Neben dem gefühlt riesigen Diskettenlaufwerk sowie der darunterliegenden (ebenfalls gigantisch wirkenden) Festplatte beherbergt das Mainboard vom Typ „PTM-1260B“ einen Intel 80286 Prozessor (286) mit 12,5 MHz sowie ein ganzes Megabyte an Arbeitsspeicher. Ihr habt richtig gelesen – 1MB! 😀
Fun Fact: Der Arbeitsspeicher befindet sich nicht auf einem steckbaren Speichermodul (wie z.B. DRAM, SDRAM oder DDR), sondern ist in Form mehrerer einzelner RAM-Chips, welche sich in kleinen Sockeln befinden, direkt auf der Platine bestückt!
Auf der Oberseite des Mainboards finden sich zwei ROM-Chips, auf denen sich das BIOS (also letztendlich die Firmware) des Systems befindet. Direkt daneben ist ein Steckplatz für eine „Gleitkommaeinheit“. Diese wird auch häufig NPU (Numeric Processor Unit) oder FPU (Floating Point Unit) genannt. Hier könnte ein spezieller Chip (vom Typ 80287) verbaut werden, welcher den Rechner bei mathematischen Berechnungen – sofern die darauf laufende Software das unterstützt – behilflich sein kann. Solche 80287-Erweiterungschips gab es von verschiedenen Herstellern in zahlreichen Varianten (mit jeweils unterschiedliche Taktfrequenzen).
Fun Fact: Genau das Ding was hier fehlt ist der Coprozessor, welcher beim Hardwaretest nicht gefunden wurde! 😉
Betrachten wir die Erweiterungsmöglichkeiten des PCs, sieht es so aus, als steht auf dem Mainboard prinzipiell nur ein ISA-Slot für Einsteckkarten zur Verfügung. Allerdings wurde dieser mit einer „Adapterkarte“ so umgebaut, dass wohl mehrere Einsteckkarten seitlich gelagert in das Gerät eingebaut werden können – was für eine interessante Architektur!

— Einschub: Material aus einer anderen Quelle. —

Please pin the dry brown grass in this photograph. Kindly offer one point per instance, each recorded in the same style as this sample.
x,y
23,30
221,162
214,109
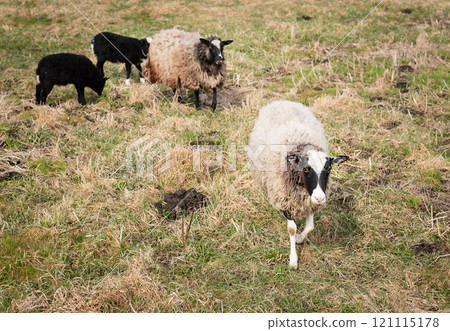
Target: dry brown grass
x,y
78,233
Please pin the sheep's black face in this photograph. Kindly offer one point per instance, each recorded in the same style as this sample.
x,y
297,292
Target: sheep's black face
x,y
99,85
312,171
215,46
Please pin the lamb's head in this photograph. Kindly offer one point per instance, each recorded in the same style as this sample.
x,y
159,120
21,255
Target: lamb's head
x,y
311,170
98,84
145,44
212,49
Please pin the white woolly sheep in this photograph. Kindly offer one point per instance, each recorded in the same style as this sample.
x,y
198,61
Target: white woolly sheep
x,y
181,59
289,159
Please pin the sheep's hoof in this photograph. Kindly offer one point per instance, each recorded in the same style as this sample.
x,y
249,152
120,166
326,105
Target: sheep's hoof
x,y
299,238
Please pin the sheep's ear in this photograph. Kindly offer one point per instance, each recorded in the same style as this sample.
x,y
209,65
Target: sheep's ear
x,y
204,41
293,159
339,159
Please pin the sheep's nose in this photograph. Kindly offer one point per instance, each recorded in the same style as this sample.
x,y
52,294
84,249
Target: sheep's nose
x,y
318,200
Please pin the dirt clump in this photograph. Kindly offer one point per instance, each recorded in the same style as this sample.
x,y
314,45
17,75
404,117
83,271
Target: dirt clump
x,y
429,248
180,203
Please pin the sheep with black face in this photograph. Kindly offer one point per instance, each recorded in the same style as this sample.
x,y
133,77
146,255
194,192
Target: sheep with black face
x,y
289,159
181,59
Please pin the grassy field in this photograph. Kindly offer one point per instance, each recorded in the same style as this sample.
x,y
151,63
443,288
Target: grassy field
x,y
80,233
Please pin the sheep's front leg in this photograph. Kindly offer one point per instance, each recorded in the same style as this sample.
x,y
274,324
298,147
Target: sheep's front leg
x,y
299,238
214,103
293,258
128,68
141,77
80,91
38,93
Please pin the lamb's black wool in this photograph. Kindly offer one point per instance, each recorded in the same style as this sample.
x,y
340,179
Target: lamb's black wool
x,y
66,68
108,46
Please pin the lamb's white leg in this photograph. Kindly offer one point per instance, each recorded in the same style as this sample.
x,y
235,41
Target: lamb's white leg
x,y
299,238
292,229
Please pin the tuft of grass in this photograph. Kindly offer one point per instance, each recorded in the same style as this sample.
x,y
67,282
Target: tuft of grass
x,y
79,231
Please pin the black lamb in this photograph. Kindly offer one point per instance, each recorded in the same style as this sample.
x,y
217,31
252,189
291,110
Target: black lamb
x,y
66,68
108,46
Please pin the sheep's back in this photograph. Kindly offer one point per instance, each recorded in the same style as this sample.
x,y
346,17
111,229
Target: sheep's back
x,y
172,61
169,50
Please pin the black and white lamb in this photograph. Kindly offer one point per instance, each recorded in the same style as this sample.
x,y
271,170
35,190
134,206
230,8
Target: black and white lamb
x,y
181,59
289,159
108,46
66,68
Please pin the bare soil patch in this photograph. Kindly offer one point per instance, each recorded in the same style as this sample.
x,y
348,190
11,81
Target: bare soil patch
x,y
180,203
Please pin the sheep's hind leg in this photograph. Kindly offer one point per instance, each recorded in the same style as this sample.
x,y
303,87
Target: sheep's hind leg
x,y
197,99
45,91
293,258
214,103
128,67
100,64
299,238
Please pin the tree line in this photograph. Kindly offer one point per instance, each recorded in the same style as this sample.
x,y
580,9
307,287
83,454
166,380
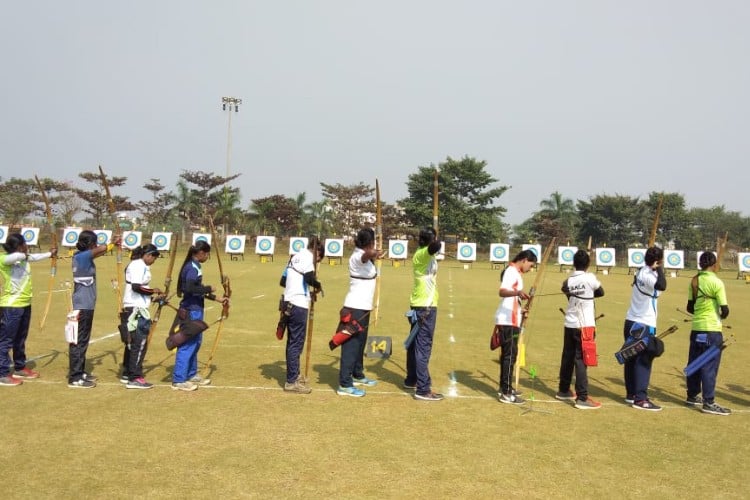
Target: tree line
x,y
469,210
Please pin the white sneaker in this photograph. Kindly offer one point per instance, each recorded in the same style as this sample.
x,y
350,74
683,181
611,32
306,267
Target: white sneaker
x,y
184,386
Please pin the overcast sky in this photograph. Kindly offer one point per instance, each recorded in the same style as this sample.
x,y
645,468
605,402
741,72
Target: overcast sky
x,y
584,97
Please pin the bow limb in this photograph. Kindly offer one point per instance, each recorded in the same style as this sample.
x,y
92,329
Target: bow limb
x,y
655,226
165,300
53,249
311,315
379,244
117,235
435,204
227,294
527,310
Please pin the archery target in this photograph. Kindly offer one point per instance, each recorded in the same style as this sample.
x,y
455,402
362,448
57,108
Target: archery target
x,y
131,239
235,243
674,259
201,237
467,252
297,244
565,255
30,235
265,245
397,249
636,257
103,236
536,248
605,257
499,252
70,236
162,241
334,247
743,260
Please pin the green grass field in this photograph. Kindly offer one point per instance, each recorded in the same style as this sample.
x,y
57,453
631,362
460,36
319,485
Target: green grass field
x,y
243,437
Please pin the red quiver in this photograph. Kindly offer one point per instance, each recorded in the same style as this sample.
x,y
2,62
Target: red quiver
x,y
347,327
588,345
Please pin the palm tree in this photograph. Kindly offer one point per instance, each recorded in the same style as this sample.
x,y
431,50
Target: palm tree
x,y
559,216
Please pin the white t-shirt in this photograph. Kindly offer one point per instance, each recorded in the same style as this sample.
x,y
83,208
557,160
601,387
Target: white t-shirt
x,y
361,282
643,298
580,311
139,273
296,290
510,309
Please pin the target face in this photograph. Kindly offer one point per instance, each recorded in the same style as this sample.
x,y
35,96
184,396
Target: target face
x,y
567,255
638,258
160,241
398,249
263,244
71,237
131,240
234,244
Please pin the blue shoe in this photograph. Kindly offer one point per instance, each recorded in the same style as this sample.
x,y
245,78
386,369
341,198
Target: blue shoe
x,y
350,391
364,381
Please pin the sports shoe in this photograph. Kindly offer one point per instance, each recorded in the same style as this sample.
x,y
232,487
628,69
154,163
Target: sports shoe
x,y
81,384
297,386
565,396
715,409
510,399
139,383
198,380
10,381
364,381
430,396
646,405
587,404
25,373
184,386
694,401
350,391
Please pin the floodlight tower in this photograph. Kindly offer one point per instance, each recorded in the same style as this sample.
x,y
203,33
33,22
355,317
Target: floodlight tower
x,y
229,104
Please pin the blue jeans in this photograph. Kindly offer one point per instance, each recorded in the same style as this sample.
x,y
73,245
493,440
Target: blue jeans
x,y
295,341
704,380
420,350
638,368
353,351
186,359
14,329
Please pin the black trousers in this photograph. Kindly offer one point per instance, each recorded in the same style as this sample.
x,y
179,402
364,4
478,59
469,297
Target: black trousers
x,y
353,350
77,352
508,353
572,360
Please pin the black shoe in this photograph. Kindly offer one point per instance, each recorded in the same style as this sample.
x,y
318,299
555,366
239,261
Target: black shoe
x,y
430,396
715,409
694,401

Unterhalb der beiden 3,5“ Blenden (also auf der Vorderseite) befindet sich der PC Speaker. Erinnert sich noch jemand an die – zugegeben sehr piepsigen, aber dennoch ikonischen – Sounds, die der kleine Lautsprecher produziert? Sei es nun ein schriller Piepton zur Signalisierung eine BIOS-Fehlers oder die (unter Berücksichtigung der Hardwarelimitierungen) toll klingenden Musikstücke, welche Sounddesigner und Videospielentwickler dem kleinen Lautsprecher entlocken konnten.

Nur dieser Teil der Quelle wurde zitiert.